## The Importance of the Normal Distribution

The normal (or Gaussian) distribution is arguably the most important and widely used probability distribution in the field of statistics. First studied in the early 18th century by Abraham de Moivre, a French mathematician (though later explored further by Karl Friedrich Gauss, hence the name), the distribution is so prevalent in probability theory due to its unique statistical properties which lead to it featuring heavily in many natural contexts.

One of the most important properties of the normal distribution is the central limit theorem. This states that if you take any sequence of independent, identically distributed random variables, calculate their partial sums and scale these so they are centred around zero and have unit variance, then the resulting random variable will have a distribution that is approximately normal. For example, if you were to flip a coin again and again until boredom forced you to stop, the resulting number of heads obtained (after appropriate scaling) would have an approximately normal distribution. Other examples of real life scenarios in which the normal distribution appears either approximately or exactly are:

- The distribution of heights and weights
- The time it takes to travel to work
- The volatility of stocks
- The position of a diffusing particle relative to its starting point

Since the normal distribution is so common in our statistical work and nature itself, it makes sense that we would want a method of generating our own normally distributed random variables. This is exactly what this series of blog posts is about.

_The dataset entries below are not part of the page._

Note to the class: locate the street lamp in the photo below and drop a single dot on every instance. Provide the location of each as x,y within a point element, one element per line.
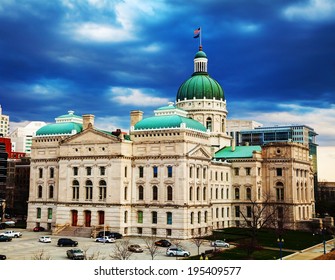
<point>280,244</point>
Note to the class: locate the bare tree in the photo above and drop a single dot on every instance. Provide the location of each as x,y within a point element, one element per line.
<point>41,255</point>
<point>197,240</point>
<point>120,251</point>
<point>150,245</point>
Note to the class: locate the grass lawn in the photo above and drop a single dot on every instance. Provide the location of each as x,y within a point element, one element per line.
<point>294,240</point>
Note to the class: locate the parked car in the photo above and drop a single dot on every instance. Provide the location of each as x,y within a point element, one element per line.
<point>105,239</point>
<point>5,238</point>
<point>37,229</point>
<point>67,242</point>
<point>45,239</point>
<point>176,251</point>
<point>75,254</point>
<point>135,248</point>
<point>163,243</point>
<point>220,243</point>
<point>110,234</point>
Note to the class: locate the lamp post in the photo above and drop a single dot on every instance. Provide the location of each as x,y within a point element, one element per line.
<point>280,244</point>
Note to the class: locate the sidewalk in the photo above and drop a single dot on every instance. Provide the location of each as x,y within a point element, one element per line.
<point>312,252</point>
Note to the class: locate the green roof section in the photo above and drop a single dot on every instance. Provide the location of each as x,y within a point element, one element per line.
<point>169,121</point>
<point>239,152</point>
<point>200,86</point>
<point>66,128</point>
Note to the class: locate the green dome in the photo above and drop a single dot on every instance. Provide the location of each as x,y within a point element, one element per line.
<point>200,86</point>
<point>67,128</point>
<point>169,121</point>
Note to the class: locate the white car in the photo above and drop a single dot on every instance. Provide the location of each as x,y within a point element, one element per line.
<point>220,243</point>
<point>105,239</point>
<point>45,239</point>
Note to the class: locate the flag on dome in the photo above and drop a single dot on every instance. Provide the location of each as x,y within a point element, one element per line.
<point>197,33</point>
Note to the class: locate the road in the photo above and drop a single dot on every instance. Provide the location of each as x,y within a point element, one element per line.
<point>28,248</point>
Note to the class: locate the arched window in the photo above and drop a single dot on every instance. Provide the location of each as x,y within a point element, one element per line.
<point>140,193</point>
<point>75,190</point>
<point>169,193</point>
<point>39,191</point>
<point>154,193</point>
<point>102,190</point>
<point>89,190</point>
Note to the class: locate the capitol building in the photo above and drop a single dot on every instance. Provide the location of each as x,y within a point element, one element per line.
<point>176,174</point>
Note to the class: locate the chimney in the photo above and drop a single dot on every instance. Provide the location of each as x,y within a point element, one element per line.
<point>88,121</point>
<point>135,117</point>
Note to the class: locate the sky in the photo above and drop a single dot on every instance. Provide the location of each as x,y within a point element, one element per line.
<point>273,58</point>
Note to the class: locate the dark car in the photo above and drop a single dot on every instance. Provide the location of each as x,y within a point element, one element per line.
<point>163,243</point>
<point>37,229</point>
<point>110,234</point>
<point>75,254</point>
<point>4,238</point>
<point>67,242</point>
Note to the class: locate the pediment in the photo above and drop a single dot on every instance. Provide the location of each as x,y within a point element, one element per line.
<point>91,136</point>
<point>199,152</point>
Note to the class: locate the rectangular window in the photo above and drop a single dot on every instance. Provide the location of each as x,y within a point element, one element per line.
<point>237,211</point>
<point>140,217</point>
<point>140,171</point>
<point>75,171</point>
<point>169,169</point>
<point>52,172</point>
<point>279,171</point>
<point>155,171</point>
<point>169,218</point>
<point>49,213</point>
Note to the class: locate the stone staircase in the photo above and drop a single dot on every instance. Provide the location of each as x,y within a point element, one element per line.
<point>75,231</point>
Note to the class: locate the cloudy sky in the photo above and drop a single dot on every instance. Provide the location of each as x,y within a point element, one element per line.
<point>274,59</point>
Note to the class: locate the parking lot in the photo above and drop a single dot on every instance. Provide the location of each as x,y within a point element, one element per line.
<point>29,248</point>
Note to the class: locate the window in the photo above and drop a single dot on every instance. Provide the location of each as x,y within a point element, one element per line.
<point>237,211</point>
<point>279,171</point>
<point>102,190</point>
<point>39,191</point>
<point>51,191</point>
<point>209,124</point>
<point>169,169</point>
<point>154,193</point>
<point>49,213</point>
<point>140,217</point>
<point>154,217</point>
<point>89,190</point>
<point>140,171</point>
<point>38,214</point>
<point>52,172</point>
<point>248,193</point>
<point>40,173</point>
<point>140,192</point>
<point>75,190</point>
<point>249,211</point>
<point>155,171</point>
<point>169,218</point>
<point>75,171</point>
<point>169,193</point>
<point>237,193</point>
<point>88,171</point>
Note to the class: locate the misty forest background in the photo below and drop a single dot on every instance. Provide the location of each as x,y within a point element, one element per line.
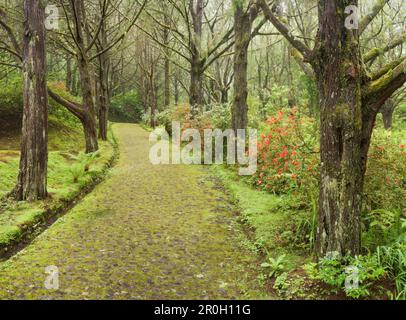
<point>329,103</point>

## Generating Normal Random Variables

Anyone familiar with R may be wondering why this is a topic even worth discussing. After all, calling the built-in `rnorm()`

function will give you as many normal random variables as you could possibly need with no effort required. And that is true; but how exactly does `rnorm()`

give you these values?

As smart as your computer may be, it turns out that it does not have a way to directly generate normal random variables. In fact, all it can do is generate standard uniform variables - that is picking a number randomly from the interval `(0,1)`

. Even then, technically, this is not a random process, rather pseudo-random - the algorithms designed to do this, however, are good enough that we’ll consider them random. It is then the job of cleverly designed statistical algorithms to take these standard uniform random variables and mutate them into the normal random variables that we require. This is exactly what `rnorm()`

does, and by the end of this post you’ll understand roughly how.

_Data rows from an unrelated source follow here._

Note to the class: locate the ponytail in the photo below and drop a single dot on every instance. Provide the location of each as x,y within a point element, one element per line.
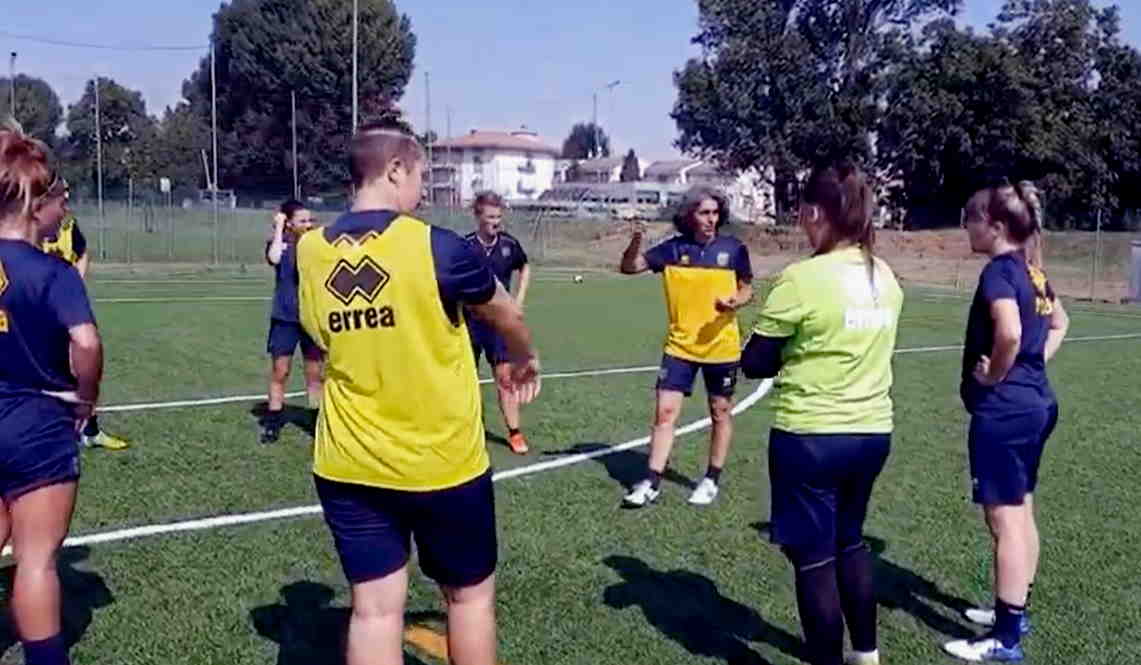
<point>842,192</point>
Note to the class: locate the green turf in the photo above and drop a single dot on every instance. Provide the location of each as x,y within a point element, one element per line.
<point>581,581</point>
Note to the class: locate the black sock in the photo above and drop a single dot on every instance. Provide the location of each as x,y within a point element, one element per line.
<point>857,595</point>
<point>1008,623</point>
<point>91,429</point>
<point>820,616</point>
<point>50,651</point>
<point>655,478</point>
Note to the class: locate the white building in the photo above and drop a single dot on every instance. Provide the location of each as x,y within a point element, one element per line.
<point>517,165</point>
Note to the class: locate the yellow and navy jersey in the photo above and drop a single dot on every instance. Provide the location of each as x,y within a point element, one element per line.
<point>382,294</point>
<point>41,298</point>
<point>694,277</point>
<point>841,329</point>
<point>70,243</point>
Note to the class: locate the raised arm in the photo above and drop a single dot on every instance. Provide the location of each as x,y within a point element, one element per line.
<point>633,261</point>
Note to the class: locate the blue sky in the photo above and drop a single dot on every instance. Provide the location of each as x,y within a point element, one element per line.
<point>498,64</point>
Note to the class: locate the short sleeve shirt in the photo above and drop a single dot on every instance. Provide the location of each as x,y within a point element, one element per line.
<point>841,325</point>
<point>41,298</point>
<point>1026,387</point>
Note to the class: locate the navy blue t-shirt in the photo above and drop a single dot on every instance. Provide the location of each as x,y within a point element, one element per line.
<point>285,284</point>
<point>506,256</point>
<point>41,298</point>
<point>462,276</point>
<point>722,251</point>
<point>1026,387</point>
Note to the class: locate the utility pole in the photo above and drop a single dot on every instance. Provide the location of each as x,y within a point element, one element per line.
<point>213,123</point>
<point>98,173</point>
<point>356,21</point>
<point>11,86</point>
<point>297,189</point>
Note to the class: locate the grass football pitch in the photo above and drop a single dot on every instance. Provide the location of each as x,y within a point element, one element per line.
<point>581,581</point>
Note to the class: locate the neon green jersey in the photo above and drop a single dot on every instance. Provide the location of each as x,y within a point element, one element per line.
<point>836,366</point>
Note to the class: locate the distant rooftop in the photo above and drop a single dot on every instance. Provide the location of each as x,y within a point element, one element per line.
<point>522,139</point>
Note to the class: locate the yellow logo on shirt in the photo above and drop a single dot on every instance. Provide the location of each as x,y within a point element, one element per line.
<point>1042,302</point>
<point>365,280</point>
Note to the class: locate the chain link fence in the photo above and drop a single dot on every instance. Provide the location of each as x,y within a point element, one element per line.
<point>1083,265</point>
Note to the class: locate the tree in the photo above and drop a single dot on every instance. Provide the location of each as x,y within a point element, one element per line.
<point>128,136</point>
<point>38,108</point>
<point>631,170</point>
<point>785,83</point>
<point>265,49</point>
<point>587,140</point>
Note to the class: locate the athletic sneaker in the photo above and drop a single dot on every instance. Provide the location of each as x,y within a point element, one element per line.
<point>270,432</point>
<point>518,444</point>
<point>704,493</point>
<point>986,649</point>
<point>863,658</point>
<point>985,616</point>
<point>105,440</point>
<point>642,494</point>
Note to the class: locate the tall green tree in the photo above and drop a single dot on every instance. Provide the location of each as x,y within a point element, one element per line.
<point>789,82</point>
<point>128,135</point>
<point>587,140</point>
<point>38,108</point>
<point>265,49</point>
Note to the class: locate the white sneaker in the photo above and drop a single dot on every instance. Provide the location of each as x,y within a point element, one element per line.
<point>704,493</point>
<point>642,494</point>
<point>863,658</point>
<point>985,650</point>
<point>982,616</point>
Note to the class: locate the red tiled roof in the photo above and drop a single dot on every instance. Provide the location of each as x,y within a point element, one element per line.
<point>502,140</point>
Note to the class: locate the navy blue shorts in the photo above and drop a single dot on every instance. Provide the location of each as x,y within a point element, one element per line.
<point>39,445</point>
<point>679,375</point>
<point>486,341</point>
<point>285,335</point>
<point>454,529</point>
<point>822,485</point>
<point>1005,451</point>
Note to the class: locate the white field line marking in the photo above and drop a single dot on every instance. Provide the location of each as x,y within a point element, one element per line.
<point>239,398</point>
<point>183,299</point>
<point>227,520</point>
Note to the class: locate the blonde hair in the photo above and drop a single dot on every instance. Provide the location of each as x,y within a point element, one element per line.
<point>375,145</point>
<point>25,173</point>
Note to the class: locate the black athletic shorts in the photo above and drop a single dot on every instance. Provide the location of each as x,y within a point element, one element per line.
<point>679,375</point>
<point>284,338</point>
<point>1005,452</point>
<point>39,445</point>
<point>454,529</point>
<point>820,487</point>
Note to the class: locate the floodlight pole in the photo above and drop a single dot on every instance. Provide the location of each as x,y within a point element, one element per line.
<point>297,189</point>
<point>356,21</point>
<point>11,86</point>
<point>98,172</point>
<point>213,129</point>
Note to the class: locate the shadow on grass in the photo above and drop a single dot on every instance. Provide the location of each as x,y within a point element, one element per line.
<point>688,608</point>
<point>309,631</point>
<point>82,593</point>
<point>299,416</point>
<point>624,467</point>
<point>898,588</point>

Before we begin generating random variables which follow the normal distribution, it is worth noting that really there is no such thing as *the* normal distribution. In fact there are infinitely many such distributions (as shown above). Each of these is categorised uniquely by their mean and variance. However, due to another useful property of the normal distribution, if we wish to generate any normal random variable, the only difficult part is first calculating a *standard* normal random variable - that is, belonging to a normal distribution with mean zero and unit variance. Once we have this, we can use the property that if $Z$ is a normal random variable, then $X = \sigma Z + \mu$ is a normal random variable with mean $\mu$ and variance $\sigma^2$.

## Inverse Transform Sampling

### A Theoretical Background

There are many different methods of generating normal random variables from a source of standard uniform variables many of which we will discuss in the following posts. The first of which and the subject of this post, is known as inverse transform sampling. The reason I have decided to start with this method, is that it is one of the simplest to introduce and its shortcomings lead on nicely to introducing alternative approaches.

Inverse transform sampling is a very versatile technique. Its use is not just limited to generating normal random variables but it can be used (in theory at least - we’ll see more about this later) to generate a random variable with any given distribution. All we need to know is the cumulative distribution function (CDF) of the random variable we are trying to generate. This is the function given by $F_X(x) = \mathbb{P}(X\leq x)$.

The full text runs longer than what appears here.